[caption caption="Kamp Eks Gafatar di Kabupaten Mempawah yang dibakar oleh massa pada Selasa kemarin (foto/ Mad Rosid Tribun Pontianak)"][/caption]Banyak spekulasi yang mencuat ketika kasus gafatar meledak, apalagi setelah terjadi pembakaran kamp eks Gafatar di Kabupaten Mempawah. Mungkinkah ini hanya propaganda yang sengaja dihembuskan pihak tak bertanggung jawab untuk memecah belah persatuan bangsa.
Jujur saja saya sedih ketika membaca berita mengenai pembakaran kamp eks Gafatar di sejumlah media. Bukan karena saya mendukung gerakan tersebut, namun sebagai manusia biasa yang masih mempunyai hati nurani saya tidak bisa membayangkan andai saja yang diperlakukan seperti itu adalah saya atau mungkin keluarga saya.
Bagaimana rasanya dalam kondisi ketakutan saya harus pergi meninggalkan tempat tinggal yang sudah beberapa tahun saya diami, bersamaan dengan itu saya melihat api membara yang menghanguskan tempat tinggal saya. Bagaimana rasanya ketika melihat anak-anak saya yang masih kecil itu menangis ketakutan tanpa tahu apa yang terjadi sesungguhnya. Bagaimana rasanya jika saya harus kembali ke tempat asal sementara saya tidak lagi memiliki rumah dan sanak keluarga. Bagaimana rasanya jika saya kembali keluarga saya juga tak mau menerima saya. Saya tidak bisa membayangkan. Mungkin saya hanya bisa pasrah dan hanya berharap pertolongan pada Allah.

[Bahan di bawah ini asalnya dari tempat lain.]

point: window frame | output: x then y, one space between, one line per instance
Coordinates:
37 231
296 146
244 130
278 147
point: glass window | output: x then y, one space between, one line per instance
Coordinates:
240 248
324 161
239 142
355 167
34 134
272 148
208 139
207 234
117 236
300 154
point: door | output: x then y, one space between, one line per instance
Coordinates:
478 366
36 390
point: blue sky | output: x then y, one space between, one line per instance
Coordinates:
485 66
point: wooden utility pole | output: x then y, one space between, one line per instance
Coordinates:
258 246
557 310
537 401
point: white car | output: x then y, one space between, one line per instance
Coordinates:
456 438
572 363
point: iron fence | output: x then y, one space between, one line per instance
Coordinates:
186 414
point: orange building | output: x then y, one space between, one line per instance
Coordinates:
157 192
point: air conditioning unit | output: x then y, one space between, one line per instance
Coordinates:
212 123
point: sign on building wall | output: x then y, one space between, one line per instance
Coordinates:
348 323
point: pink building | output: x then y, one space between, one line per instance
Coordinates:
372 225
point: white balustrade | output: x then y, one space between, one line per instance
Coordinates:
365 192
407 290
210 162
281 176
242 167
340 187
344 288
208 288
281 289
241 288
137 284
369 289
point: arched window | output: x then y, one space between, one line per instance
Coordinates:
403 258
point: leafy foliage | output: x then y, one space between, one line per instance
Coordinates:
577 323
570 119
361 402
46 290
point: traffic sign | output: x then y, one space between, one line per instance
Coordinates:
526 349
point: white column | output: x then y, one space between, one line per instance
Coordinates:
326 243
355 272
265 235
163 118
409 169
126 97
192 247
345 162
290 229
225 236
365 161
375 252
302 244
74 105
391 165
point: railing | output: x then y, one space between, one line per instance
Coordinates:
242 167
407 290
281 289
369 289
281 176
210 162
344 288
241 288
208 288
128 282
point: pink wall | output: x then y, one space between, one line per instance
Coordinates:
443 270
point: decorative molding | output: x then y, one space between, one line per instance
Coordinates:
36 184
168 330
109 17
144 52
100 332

Apakah mungkin massa tidak lagi terketuk saat mendengar tangisan anak-anak kecil tak berdosa. Apakah mungkin rasa iba massa telah lenyap meski banyak perempuan tua tak berdaya. Entahlah. Saya tak dapat lagi berkata apa-apa. Saya hanya bisa menitikkan air mata sama seperti bupati Mempawah yang menangis melihat kejadian secara langsung.
Saya juga tidak yakin, massa yang telah melakukan pembakaran  kamp itu tahu betul seluk beluk gafatar, benarkah mereka telah menyebarkan ajaran sesat, atau massa hanya sekedar ikut-ikutan, atau mungkin ada aktor intelektual dibalik semua kasus yang terjadi?

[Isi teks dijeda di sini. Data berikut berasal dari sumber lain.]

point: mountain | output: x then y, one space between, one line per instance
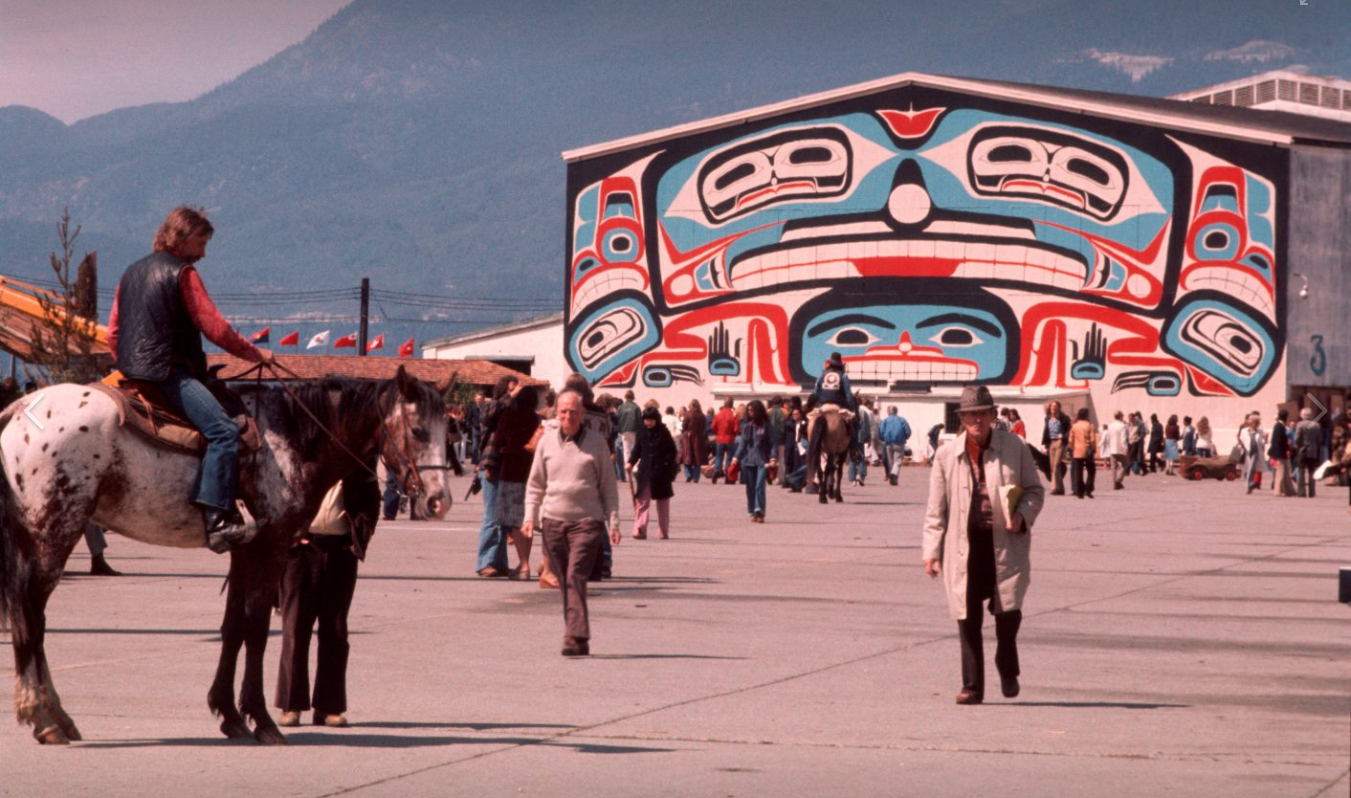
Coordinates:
418 141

Kasus Gafatar ini sendiri baru mencuat beberapa pekan lalu setelah polisi mendapat laporan mengenai hilangnya dokter Rica. Kasus ini sempat reda sejenak karena ada aksi teror bom di Sarinah MH Thamrin Jakarta Pusat. Beberapa hari kemudian kasusnya meledak kembali. Aksi pertama yang dilakukan oleh masyarakat Mempawah adalah melakukan unjukrasa di kamps eks gafatar, mereka memberi deadline selama 3 hari kepada warga eks Gafatar untuk meninggalkan lokasi yang sudah mereka diami itu. Warga kembali melakukan demo di kantor bupati Mempawah dan menuntut hal yang sama. Sampai kemudian berbuntut pada pembakaran mobil eks Gafatar dan pembakaran kamp eks Gafatar.
Peristiwa inipun langsung merembet sampai ke beberapa daerah lain di Kalbar, seperti Sintang, Kayong Utara, Ketapang dan Kubu Raya, pihak keamanan dan pemerintah terpaksa mengevakuasi para eks gafatar ini ke tempat yang aman guna menghindari hal-hal yang tak diinginkan.

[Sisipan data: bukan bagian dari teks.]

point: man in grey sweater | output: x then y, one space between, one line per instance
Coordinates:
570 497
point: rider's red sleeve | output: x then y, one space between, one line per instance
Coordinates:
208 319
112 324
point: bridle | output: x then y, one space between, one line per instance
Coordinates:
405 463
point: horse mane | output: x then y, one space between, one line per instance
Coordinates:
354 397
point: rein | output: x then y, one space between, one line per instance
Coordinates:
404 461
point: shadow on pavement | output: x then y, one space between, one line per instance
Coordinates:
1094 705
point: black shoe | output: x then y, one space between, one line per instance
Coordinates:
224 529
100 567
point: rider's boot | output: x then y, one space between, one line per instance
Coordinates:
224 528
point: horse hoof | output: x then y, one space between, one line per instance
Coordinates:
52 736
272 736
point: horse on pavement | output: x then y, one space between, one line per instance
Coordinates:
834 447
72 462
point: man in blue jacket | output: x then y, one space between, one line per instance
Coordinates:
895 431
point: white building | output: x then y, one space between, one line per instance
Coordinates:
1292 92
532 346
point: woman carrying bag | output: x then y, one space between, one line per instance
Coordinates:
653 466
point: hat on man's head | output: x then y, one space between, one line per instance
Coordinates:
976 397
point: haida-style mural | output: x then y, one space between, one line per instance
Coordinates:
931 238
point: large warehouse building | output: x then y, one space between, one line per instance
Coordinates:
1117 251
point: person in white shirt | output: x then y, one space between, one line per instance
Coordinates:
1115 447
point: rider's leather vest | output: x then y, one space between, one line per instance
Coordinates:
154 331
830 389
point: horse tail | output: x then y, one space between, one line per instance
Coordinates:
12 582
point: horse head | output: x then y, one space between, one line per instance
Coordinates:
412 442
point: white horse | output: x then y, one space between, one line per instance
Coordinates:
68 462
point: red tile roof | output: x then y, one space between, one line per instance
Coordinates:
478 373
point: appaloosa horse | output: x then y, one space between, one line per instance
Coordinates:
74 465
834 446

Yang menjadi pertanyaannya? jika memang mereka tidak pernah dikehendaki oleh masyarakat kenapa pemerintah atau aparat keamanan membiarkan eks gafatar ini tinggal sampai beberapa tahun lamanya. Apa mungkin pemerintah dan aparat keamanan tidak tahu? itu hal yang sangat mustahil. JIka memang sudah tahu, kenapa tidak ada antisipasi yang dilakukan sebelumnya.
Pertanyaan selanjutnya jika tidak ada kepentingan tertentu kenapa kasus ini diangkat kepermukaan, bukankah itu sama saja dengan menyiram api dengan bensin yang sudah barang pasti akan menimbulkan masalah besar.
***
Kalbar, merupakan daerah rawan konflik. Sudah banyak catatan kelam yang terjadi di daerah ini. Sudah tak terhitung lagi korban jiwa dan harta benda dalam setiap kerusuhan yang terjadi. Kasus sanggau Ledo, kasus, di Singkawan, kasus di Sambas dan lain sebagainya. Apakah penderitaan masyarakat Kalbar belum cukup dengan rentetan kasus kelam di masa lalu?